ǂ Estradiol can be from natural sources or prepared synthetically.
§ Cyclically means “within a cycle” (e.g., repeat 3 weeks of treatment and 1 week off).
ǁ Natural estrogenic substance prepared from purified crystalline estrone.
¶ Conjugated estrogens, such as conjugated equine estrogens, are derived wholly or partially from the urine of pregnant mares or synthetic estrone and equilin.
# Synthetic conjugated estrogens are prepared using plant sources, such as yams and soy, and use only synthetic resources.
** Synthetic progestin.
Abbreviation: FDA=Food and Drug Administration.

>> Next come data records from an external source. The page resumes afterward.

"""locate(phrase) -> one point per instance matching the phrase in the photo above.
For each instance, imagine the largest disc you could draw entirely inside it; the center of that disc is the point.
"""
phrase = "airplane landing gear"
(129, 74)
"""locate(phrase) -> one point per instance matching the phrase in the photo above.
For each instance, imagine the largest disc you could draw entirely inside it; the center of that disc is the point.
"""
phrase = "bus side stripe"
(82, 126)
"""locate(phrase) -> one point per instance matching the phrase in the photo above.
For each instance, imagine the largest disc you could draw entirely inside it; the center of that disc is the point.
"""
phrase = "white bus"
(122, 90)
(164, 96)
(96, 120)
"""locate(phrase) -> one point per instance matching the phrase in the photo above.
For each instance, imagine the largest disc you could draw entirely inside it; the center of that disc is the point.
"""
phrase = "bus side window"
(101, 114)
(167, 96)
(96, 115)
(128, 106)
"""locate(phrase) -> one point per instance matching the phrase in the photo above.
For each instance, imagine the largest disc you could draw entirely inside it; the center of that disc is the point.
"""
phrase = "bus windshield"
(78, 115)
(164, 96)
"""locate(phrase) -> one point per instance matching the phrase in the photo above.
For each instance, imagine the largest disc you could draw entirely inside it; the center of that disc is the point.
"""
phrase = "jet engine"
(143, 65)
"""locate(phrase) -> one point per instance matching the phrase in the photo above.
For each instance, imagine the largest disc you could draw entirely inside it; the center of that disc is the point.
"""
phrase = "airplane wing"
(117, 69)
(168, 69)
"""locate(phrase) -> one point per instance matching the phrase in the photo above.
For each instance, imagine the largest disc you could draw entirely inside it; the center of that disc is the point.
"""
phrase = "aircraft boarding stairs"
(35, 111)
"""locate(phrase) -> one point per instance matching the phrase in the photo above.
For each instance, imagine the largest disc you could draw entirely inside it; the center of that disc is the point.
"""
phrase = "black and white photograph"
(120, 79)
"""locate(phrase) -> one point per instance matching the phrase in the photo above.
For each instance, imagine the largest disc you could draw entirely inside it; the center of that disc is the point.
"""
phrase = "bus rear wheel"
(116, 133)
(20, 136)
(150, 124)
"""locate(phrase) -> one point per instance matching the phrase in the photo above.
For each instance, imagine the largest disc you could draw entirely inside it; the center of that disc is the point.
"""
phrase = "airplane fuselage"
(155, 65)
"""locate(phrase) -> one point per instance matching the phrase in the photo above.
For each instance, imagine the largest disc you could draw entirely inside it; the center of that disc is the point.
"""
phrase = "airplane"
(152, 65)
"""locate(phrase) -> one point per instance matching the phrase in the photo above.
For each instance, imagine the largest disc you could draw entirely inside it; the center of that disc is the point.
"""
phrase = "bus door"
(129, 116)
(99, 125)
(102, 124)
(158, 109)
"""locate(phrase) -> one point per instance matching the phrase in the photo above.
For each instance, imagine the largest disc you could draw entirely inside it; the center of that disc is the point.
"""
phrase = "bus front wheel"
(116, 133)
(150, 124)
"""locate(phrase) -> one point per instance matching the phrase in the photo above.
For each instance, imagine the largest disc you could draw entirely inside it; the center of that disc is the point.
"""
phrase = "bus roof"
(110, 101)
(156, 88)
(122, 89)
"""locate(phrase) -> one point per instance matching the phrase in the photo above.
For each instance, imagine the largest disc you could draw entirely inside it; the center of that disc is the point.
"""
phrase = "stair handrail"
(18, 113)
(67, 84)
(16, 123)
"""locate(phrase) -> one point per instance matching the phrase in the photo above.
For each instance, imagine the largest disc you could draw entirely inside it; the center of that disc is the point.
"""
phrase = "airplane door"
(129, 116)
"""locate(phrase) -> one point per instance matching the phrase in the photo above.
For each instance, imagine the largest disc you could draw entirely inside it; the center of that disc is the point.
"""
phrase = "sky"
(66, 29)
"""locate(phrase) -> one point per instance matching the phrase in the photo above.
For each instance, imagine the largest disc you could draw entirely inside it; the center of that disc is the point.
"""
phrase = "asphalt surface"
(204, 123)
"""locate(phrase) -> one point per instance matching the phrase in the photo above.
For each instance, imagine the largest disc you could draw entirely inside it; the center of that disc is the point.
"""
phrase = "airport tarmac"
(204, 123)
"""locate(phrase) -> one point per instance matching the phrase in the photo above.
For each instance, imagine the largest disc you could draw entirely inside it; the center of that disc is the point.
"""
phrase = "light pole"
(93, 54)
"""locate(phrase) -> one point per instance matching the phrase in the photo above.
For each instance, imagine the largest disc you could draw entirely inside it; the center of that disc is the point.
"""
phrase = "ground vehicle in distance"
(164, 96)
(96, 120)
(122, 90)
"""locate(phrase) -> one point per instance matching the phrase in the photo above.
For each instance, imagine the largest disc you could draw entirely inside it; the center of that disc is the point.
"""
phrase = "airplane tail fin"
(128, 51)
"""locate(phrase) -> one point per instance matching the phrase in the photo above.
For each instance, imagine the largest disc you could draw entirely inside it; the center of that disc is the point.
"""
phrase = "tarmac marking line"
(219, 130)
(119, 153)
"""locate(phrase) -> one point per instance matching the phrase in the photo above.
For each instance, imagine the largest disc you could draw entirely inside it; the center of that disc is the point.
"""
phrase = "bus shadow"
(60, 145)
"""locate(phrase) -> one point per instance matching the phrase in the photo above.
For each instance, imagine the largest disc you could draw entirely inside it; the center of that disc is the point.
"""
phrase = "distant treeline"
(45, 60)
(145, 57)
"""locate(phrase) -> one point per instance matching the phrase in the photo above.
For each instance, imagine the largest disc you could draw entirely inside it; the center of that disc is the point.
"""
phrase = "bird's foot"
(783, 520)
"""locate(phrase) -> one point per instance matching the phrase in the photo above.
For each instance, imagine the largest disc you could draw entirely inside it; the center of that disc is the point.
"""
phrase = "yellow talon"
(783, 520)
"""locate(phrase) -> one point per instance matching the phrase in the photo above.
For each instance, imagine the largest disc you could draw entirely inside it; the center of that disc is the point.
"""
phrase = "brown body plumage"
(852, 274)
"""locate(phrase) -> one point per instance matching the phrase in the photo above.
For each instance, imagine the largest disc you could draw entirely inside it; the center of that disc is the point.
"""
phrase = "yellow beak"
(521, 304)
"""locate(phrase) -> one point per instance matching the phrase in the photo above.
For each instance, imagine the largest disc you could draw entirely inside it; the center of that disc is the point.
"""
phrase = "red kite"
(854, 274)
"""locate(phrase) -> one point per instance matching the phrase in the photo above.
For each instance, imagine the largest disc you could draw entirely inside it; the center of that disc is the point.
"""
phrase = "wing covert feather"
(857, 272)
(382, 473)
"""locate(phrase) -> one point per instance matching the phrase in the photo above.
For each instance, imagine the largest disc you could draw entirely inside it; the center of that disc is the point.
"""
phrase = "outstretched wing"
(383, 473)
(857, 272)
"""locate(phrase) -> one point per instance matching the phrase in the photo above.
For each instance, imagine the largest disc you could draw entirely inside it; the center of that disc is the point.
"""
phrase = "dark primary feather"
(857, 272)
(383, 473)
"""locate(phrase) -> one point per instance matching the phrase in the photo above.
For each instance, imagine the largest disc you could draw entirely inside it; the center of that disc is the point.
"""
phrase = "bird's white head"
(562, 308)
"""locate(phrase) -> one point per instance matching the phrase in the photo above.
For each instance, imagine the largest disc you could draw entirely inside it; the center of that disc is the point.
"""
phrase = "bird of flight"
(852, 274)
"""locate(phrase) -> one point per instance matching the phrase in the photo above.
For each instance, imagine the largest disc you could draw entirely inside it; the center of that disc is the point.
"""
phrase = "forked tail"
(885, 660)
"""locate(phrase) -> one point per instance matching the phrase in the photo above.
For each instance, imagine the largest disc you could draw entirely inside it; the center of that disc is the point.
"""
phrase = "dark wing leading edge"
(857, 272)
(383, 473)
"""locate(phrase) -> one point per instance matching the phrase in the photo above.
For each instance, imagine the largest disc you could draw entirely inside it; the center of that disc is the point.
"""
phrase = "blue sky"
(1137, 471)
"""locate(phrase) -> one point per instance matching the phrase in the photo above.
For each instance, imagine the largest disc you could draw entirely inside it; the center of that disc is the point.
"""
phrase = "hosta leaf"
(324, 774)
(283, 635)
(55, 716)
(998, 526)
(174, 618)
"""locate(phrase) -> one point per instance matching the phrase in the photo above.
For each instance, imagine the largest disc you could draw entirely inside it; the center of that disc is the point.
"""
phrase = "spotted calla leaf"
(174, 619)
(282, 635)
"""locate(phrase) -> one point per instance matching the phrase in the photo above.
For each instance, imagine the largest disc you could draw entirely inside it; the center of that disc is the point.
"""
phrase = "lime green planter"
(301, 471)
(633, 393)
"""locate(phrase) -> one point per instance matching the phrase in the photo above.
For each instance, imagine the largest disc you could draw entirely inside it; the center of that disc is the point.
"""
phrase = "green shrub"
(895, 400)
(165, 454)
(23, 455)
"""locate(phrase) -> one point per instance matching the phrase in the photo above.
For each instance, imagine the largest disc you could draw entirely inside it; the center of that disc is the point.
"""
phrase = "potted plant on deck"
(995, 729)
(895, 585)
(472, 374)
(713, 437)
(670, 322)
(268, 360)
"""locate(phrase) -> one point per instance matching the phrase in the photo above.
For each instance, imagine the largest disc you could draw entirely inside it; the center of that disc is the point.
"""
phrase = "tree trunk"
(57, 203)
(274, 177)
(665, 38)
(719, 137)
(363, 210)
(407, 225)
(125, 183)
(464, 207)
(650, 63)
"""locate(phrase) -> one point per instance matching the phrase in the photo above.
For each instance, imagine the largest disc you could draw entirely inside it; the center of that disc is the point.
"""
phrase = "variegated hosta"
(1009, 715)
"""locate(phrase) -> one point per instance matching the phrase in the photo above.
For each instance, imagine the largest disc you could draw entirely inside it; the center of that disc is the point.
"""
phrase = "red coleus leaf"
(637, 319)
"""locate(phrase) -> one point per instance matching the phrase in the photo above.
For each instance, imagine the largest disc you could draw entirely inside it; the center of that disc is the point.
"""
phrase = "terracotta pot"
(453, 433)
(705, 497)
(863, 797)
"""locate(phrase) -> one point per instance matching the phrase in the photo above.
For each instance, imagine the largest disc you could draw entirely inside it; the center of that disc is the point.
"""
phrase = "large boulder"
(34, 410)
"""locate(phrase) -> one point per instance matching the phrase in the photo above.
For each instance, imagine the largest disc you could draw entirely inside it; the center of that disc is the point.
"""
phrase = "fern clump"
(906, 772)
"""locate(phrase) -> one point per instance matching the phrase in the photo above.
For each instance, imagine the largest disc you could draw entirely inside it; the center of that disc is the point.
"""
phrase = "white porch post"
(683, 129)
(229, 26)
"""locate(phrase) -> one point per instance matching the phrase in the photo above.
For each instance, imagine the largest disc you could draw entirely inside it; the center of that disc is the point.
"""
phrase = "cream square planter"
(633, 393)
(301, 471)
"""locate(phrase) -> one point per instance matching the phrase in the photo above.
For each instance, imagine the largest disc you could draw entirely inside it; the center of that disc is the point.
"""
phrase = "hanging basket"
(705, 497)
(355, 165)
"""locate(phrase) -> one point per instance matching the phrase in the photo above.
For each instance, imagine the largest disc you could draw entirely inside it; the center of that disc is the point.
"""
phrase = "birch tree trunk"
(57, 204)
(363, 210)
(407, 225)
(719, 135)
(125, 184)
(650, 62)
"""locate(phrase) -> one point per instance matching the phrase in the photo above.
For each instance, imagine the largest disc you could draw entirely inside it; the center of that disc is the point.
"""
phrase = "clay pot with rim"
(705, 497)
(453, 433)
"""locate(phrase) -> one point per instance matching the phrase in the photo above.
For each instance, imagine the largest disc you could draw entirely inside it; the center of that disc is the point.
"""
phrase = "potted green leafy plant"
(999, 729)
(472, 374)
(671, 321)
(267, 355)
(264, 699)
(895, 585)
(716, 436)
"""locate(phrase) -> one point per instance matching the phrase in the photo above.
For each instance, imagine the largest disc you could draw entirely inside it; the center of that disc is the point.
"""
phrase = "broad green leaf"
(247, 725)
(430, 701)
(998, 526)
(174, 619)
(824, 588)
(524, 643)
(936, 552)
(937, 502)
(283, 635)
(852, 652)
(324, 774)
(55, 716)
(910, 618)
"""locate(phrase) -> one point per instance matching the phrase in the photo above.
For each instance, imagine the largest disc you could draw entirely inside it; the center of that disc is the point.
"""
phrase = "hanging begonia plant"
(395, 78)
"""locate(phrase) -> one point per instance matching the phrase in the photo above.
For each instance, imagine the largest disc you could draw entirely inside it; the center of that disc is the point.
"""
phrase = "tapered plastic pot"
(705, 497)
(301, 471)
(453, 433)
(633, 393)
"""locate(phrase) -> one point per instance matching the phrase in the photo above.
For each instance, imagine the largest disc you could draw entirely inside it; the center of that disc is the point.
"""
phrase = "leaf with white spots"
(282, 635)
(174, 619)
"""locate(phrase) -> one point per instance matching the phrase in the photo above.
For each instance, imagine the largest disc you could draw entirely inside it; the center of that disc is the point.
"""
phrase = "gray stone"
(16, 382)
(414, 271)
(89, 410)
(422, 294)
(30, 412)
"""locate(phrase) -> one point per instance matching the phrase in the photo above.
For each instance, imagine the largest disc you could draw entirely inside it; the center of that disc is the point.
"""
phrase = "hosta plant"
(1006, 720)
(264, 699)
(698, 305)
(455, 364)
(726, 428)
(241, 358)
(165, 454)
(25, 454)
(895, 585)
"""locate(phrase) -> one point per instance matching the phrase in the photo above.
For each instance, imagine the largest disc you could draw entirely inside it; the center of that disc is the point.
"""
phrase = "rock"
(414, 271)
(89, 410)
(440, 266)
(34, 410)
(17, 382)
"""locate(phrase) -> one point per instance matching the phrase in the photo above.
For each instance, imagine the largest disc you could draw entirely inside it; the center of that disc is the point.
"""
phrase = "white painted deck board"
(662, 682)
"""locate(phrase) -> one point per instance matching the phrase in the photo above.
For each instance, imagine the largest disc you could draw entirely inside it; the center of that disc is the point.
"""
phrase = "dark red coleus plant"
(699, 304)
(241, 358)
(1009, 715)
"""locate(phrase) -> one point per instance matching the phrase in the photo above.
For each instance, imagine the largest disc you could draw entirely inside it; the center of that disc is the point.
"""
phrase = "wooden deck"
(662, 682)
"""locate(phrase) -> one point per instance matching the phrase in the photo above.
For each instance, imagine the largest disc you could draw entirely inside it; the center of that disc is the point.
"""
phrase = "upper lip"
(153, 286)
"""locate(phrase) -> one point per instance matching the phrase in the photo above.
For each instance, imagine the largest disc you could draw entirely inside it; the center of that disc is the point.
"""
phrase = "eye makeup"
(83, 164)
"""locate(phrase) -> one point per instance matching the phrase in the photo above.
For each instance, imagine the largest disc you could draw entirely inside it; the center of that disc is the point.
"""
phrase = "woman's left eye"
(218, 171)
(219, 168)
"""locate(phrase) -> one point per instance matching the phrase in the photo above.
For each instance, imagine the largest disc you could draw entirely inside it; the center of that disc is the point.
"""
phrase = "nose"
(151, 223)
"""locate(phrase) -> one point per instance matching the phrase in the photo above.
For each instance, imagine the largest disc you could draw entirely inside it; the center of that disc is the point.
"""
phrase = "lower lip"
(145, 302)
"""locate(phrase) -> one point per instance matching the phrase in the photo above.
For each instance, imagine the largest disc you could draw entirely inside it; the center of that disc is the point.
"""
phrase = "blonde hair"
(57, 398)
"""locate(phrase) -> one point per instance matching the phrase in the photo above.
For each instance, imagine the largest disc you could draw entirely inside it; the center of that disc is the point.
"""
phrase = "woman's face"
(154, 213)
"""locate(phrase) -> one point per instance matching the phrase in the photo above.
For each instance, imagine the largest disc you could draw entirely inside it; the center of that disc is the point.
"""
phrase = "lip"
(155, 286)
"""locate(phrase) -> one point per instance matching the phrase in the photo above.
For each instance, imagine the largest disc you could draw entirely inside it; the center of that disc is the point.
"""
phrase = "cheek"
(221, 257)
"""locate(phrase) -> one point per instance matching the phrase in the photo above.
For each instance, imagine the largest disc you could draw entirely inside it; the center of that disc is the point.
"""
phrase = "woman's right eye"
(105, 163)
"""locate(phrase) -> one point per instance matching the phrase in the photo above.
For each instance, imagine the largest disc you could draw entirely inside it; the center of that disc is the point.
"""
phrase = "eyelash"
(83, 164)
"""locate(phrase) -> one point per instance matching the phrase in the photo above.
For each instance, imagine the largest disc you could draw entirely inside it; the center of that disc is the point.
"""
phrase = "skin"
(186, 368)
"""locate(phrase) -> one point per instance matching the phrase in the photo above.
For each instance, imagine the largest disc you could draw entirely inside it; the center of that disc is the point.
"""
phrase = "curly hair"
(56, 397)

The draft Research Plan was posted for public comment on the USPSTF website from February 18, 2021, to March 17, 2021. In response to the comments, the USPSTF clarified that findings related to the benefits and harms of estrogen alone and of combination estrogen and progestogen will be synthesized and reported separately. Several comments requested that the USPSTF include intermediate outcomes, such as cholesterol levels and bone density, and prevention of vasomotor symptoms and genitourinary syndrome of menopause; these outcomes are considered to be outside the scope of this review, which is focused on primary prevention of chronic conditions. The USPSTF clarified the definition of chronic diseases in the Research Plan. Several comments requested that the USPSTF include a broader range of interventions, such as nonsystemic treatments, progesterone only therapy, androgen therapy, and testosterone therapy; nonsystemic treatments are not expected to affect health beyond the genitourinary system (e.g., systemic delivery would be necessary to affect risk for cardiovascular disease), and progesterone only therapy, androgen therapy, and testosterone therapy are not approved as HT in postmenopausal persons. This review also limits HT to estrogen alone or combination estrogen and progestogen because only these formulations are approved for HT in postmenopausal persons.